Mitten in der Nacht jedoch wurde Morten durch das Knarzen der Dielen geweckt. Vorsichtig öffnete er seine Augen. Er spürte seinen Puls ansteigen und überlegte, ob er es wagen sollte, aufzustehen, um nach dem Rechten zu sehen. Langsam setzte er sich auf und zündete eine Kerze an. Mit angehaltenem Atem drehte er seinen Kopf, doch nichts war zu sehen. Ein wenig mutiger erhob er sich und schritt auf die Tür seiner Schlafkammer zu. Kurz bevor er diese erreichte, rutschte er in einer Pfütze aus. Irritiert saß er auf dem Boden. Er starrte auf seine nasse Hand und fragte sich, woher das viele Wasser kam. Hatte er vielleicht seine Waschschüssel ausgekippt, ohne es zu merken? Keine Erklärung findend stand er wieder auf und warf einen Blick durch die Tür. Auch auf dem Flur befand sich niemand. Morten schüttelte ungläubig den Kopf und begab sich wieder zu Bett, nachdem er den Boden notdürftig trockengewischt hatte.
»Guten Morgen, Morten«, vernahm er die Stimme von Elenor, seiner Nachbarin, als er am nächsten Morgen verschlafen in seinen kleinen Vorgarten trat. Mit einem freundlichen Nicken erwiderte er ihren Gruß.

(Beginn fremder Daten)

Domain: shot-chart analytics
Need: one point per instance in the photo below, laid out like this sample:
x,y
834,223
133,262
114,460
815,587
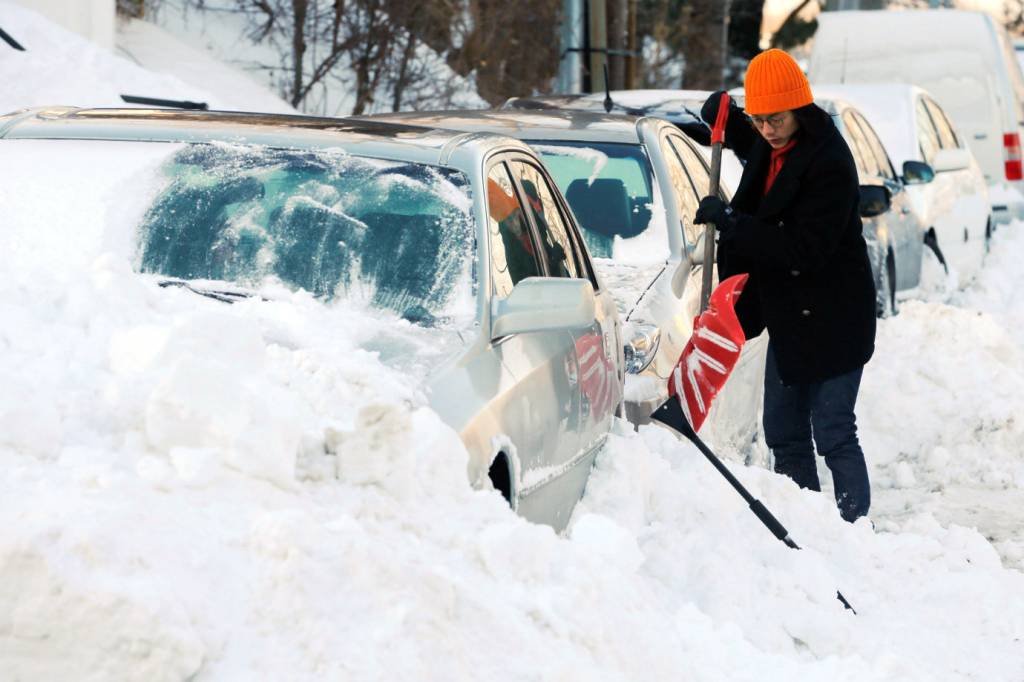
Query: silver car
x,y
464,237
634,184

»Hast du dich schon ein wenig eingelebt?«, fragte sie neugierig.
»Dazu war noch nicht genügend Zeit, ich finde es aber wirklich schön hier. Es ist so friedlich«, antwortete er höflich, fragte sich aber insgeheim, wie man sich in so wenigen Tagen bereits eingelebt haben sollte.
»Ja, nicht wahr? Ich lebe schon ewig hier. Meine Eltern und Großeltern lebten ebenfalls in dieser Gegend. Ich könnte mir keinen schöneren Ort vorstellen.« Die geschwätzige Nachbarin setzte lächelnd ihre Gartenarbeit fort.
Morten hingegen schlug noch einmal den Weg zum See ein. Obwohl er sich ein wenig fürchtete, siegte doch seine Neugier und er wollte wissen, ob er sich die Erscheinung im Wasser nur eingebildet hatte, oder ob sie sich ihm wieder zeigen würde.
Als Morten den See erreichte, war er doch etwas verunsichert und hielt ein wenig Abstand zum Ufer. Nachdenklich saß er im grünen Gras und starrte abwesend auf das Wasser. Er war so sehr in seine Gedanken versunken, dass er nicht mitbekam, wie der See langsam begann sich zu regen. Anfangs kaum merklich bildeten sich kleine Wellen auf der Oberfläche, obwohl nicht einmal der leiseste Wind wehte. Die Wellen wurden größer und erzeugten ein Rauschen, das Morten aus seinen Gedanken riss. Irritiert fiel sein Blick auf das Wasser, das sich immer mehr in Bewegung setzte. Dann sah er sich um. Noch immer war kein Wind zu spüren, kein Zweig bewegte sich, nicht einmal ein Grashalm. Beunruhigt wich Morten ein Stück zurück und versuchte hastig aufzustehen, als sich plötzlich eine riesige Welle vor ihm aufbäumte und ihn unter sich begrub.